Normally, I do both my own electric and HVAC on my jobsites, but on this one job there was already an HVAC contractor hired- okay, no problem. So, I bring out the electric on a split system to both inside and outside units and end off with the disconnect boxes close by where the units will be located and go on about my business. After, the HVAC is "completed" the contractor tells me to have the electrician come back out and install the whips. HUH?- don't HVAC contractors do their own whips? It was no big deal for me to put them on, but I was just wondering.


----------



## mickeyco (May 13, 2006)

If you're in an area that requires an electrician's license I would say an electrician is required unless the HVAC Tech has an electrician's license. Having just run in to this problem myself, the HVAC guy did it, I had to redo it, I'd prefer an electrician do it. If there are no license issues then I guess it's between the two parties to decide. I would think this would be decided long before hand and include in the quote.


----------



## FemaleAstarCO (Jan 25, 2007)

Hi in the 6 counties I hold Licenses in Colorado we (HVAC) are not allowed to touch any of the electrical except to connect the whip. It used to different but I guess they changed it. Too many fried HVAC people


----------



## mdshunk (Mar 13, 2005)

In the jurisdictions where I operate where electricians are licensed, there is no exception that would permit an unlicensed person to do the final termination of equipment. This is normally overlooked, and I understand why that happens. I'm certainly not going to rush right over someplace to hook up a whip just because the HVAC guy finished up and wants to test his equipment. That said, I have seen some excellent final terminations by HVAC people, and some really bad one's.
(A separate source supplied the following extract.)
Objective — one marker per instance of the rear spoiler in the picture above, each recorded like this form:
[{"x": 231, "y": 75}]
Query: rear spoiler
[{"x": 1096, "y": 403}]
I generally try to look them over, if I remember.


----------



## Mike.GCOC (Mar 3, 2007)

I seem to recall something in the Calif. license exam about "incidental work" where trades can do minor work in other trades where they cross-over. For example: an electrician can do drywall patching where he needs to (not that he wants to) etc. Also, when I go to the HVAC wholesale house I see a variety of whips on display, I guess I just assumed HVAC would want to run the system, check the pressures, get paid and get out and not have to come back later.


----------



## thom (Nov 3, 2006)

On my work I always do the whip (I'm the electrician). The HVAC guys provide and install the thermostat, including connections. The whip for the compressor and the pigtail for the furnace are mine. Sometimes the HVAC guys run the t-stat wire, sometimes not. They are in and out first on the rough so if they didn't do it, I do.


----------



## hf05 (Mar 14, 2006)

hi thom.sounds like u do alot of new contruction.on those sites everybody wants to do as least as possible.i would say the hvac guy is responsible to start up that unit .start to finish.i live in toronto and any cooling job u get when u leave the customer has cooling.having said that u do require a 40$ permit to hook up the 220v,providing u have the proper certs.


----------



## Buckeyetech (Mar 24, 2007)

Depends on the state. In Ohio, the installers can do it.

Buckeyetech


----------



## AIRON (Apr 9, 2007)

Electrician first. and disconnect has to be within 6 feet of unit

Qualified tech in many places can run power from the disconnect within 6 feet. Local codes win.


----------